O aplicativo ‘Linklado’ já está disponível gratuitamente na Play Store e na Windows Store, em uma versão adaptada para computadores.
Os idealizadores são o estudante da Universidade de Stanford (EUA), Samuel Benzecry, e o estudante do ensino médio em Manaus, Juliano Portela.

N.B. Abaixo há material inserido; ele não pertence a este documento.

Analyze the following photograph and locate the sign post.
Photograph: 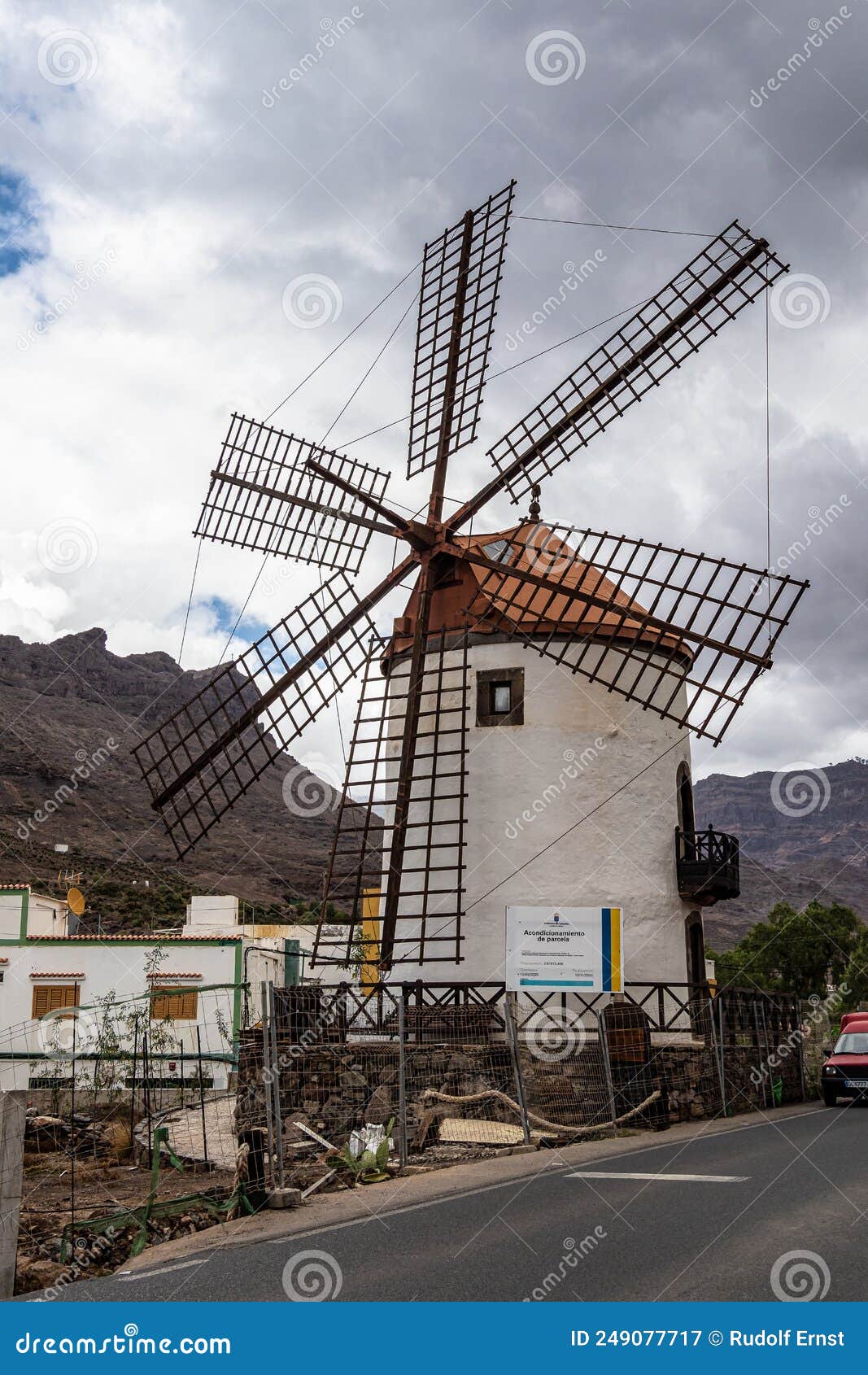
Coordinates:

Juntos eles desenharam o layout e desenvolveram o protótipo do teclado digital para o Windows e androides.
Samuel é um dos jovens selecionados pela rede Ashoka, organização mundial de empreendedorismo social, que apoia o fortalecimento de habilidades para transformações que sejam positivas para a sociedade, de maneira geral.

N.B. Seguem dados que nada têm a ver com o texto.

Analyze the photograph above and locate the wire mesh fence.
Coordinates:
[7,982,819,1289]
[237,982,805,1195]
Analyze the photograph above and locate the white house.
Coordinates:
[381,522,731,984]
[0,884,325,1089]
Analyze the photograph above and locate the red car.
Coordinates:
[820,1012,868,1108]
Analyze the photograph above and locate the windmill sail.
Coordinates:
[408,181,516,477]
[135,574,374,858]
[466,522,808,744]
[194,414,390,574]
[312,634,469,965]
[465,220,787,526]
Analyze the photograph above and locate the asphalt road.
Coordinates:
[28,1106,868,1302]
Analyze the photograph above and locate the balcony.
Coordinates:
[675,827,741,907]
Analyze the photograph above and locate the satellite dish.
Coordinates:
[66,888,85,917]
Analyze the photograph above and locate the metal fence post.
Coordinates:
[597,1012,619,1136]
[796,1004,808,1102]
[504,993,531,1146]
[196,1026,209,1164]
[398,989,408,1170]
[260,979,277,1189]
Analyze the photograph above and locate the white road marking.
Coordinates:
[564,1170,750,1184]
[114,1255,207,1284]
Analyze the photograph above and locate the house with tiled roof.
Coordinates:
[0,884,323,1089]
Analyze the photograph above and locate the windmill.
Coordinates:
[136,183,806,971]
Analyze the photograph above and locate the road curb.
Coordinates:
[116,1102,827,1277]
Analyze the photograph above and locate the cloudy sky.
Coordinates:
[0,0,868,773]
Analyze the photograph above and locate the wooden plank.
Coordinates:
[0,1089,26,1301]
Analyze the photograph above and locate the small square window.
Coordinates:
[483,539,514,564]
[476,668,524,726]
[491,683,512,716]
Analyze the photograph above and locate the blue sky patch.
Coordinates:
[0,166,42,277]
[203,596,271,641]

De acordo com Samuel, o teclado ‘Linklado’ é inédito. “Aparelhos Androides podem ser postos na língua Kaingang ou Nheengatu, mas isso não resolve o problema de línguas que utilizam sinais diacríticos como ü, muito usado na Tikuna, que é a língua indígena mais falada no Brasil”, exemplifica.

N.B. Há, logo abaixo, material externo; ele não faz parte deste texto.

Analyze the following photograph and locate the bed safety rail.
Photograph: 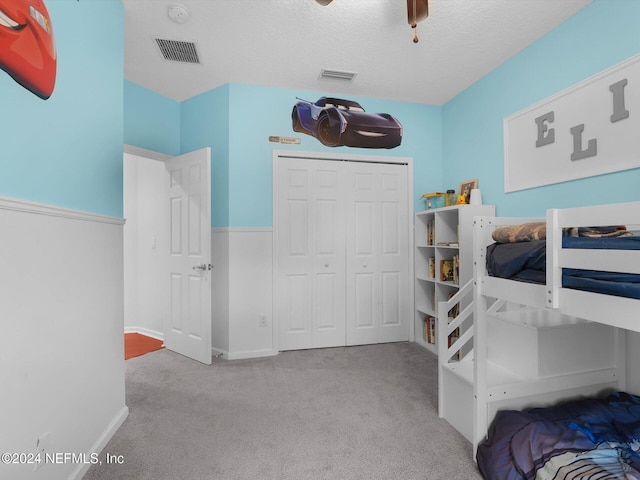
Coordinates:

O estudante acrescenta que já existiam teclados adaptados para línguas indígenas mexicanas, contudo eles não contemplam os caracteres usados pelas línguas indígenas da Amazônia.
O ‘Linklado’ cobre mais de 40 línguas indígenas que possuem caracteres ou usos de acento gráfico ‘não-convencionais’, inclusive línguas de países vizinhos.
Linklado
O nome do software é uma combinação das sílabas ‘lin’ = línguas indígenas e ‘klado’, que faz um trocadilho com a palavra ‘teclado’. Forma ainda a palavra ‘link’, que significa conexão.
Conectar os falantes das línguas indígenas a um teclado que contempla o seu vocabulário é uma das formas de ajudar na transmissão e sobrevivência das línguas indígenas sul-americanas na era digital, argumentam os idealizadores.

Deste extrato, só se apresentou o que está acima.